They lowered a man over the side to swim a line to the land. When the light line was made fast, ropes were hauled in, tying them fast to trees ashore, and then the winch tugged the Gift in almost to the land’s edge. The island fell sharply at this point, and the mooring was deep enough for the Gift to come very close. They built a small raft of empty kegs and planks to get back and forth, the sailors muttering meantime about the loss of the Cheevle.

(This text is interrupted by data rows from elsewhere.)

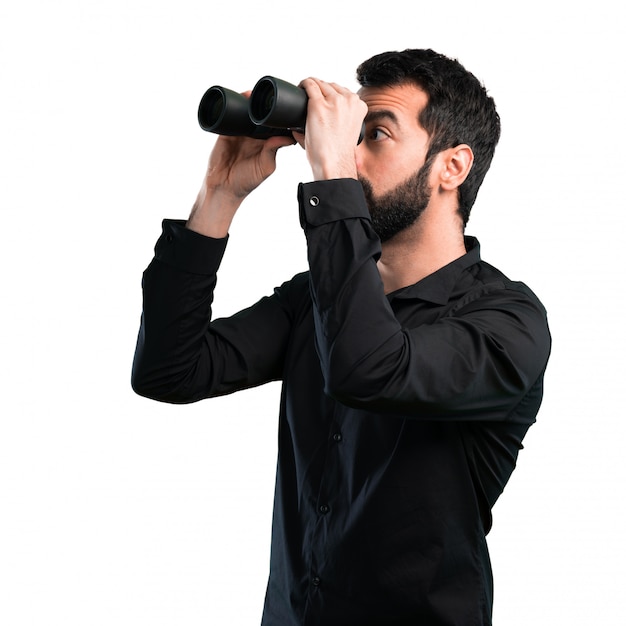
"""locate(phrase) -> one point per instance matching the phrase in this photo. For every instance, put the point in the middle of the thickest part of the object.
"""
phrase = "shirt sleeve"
(478, 362)
(181, 354)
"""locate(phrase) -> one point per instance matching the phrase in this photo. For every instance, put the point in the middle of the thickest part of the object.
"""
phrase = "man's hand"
(237, 166)
(334, 119)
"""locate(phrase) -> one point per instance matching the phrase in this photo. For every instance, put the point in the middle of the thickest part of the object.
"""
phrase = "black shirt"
(401, 415)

Thrasne left a three-man watch aboard and went ashore with all the rest. He was heartily sick of the Gift himself, though the emotion made him feel guilty. The longest he could recall having traveled before without coming to land was a week or two, and that had been when sickness had struck a section of towns near Vobil-dil-go and all the boatmen had been warned away. Years ago, that had been, and then he had had the airy owner-house to live in. Now the little cabin he had squeezed himself out below was cramped and airless. He had considered slinging a hammock among the men a time or two, and would have except for the danger to discipline. It was hard to take orders from a man in his underwear, or so Thrasne had always believed.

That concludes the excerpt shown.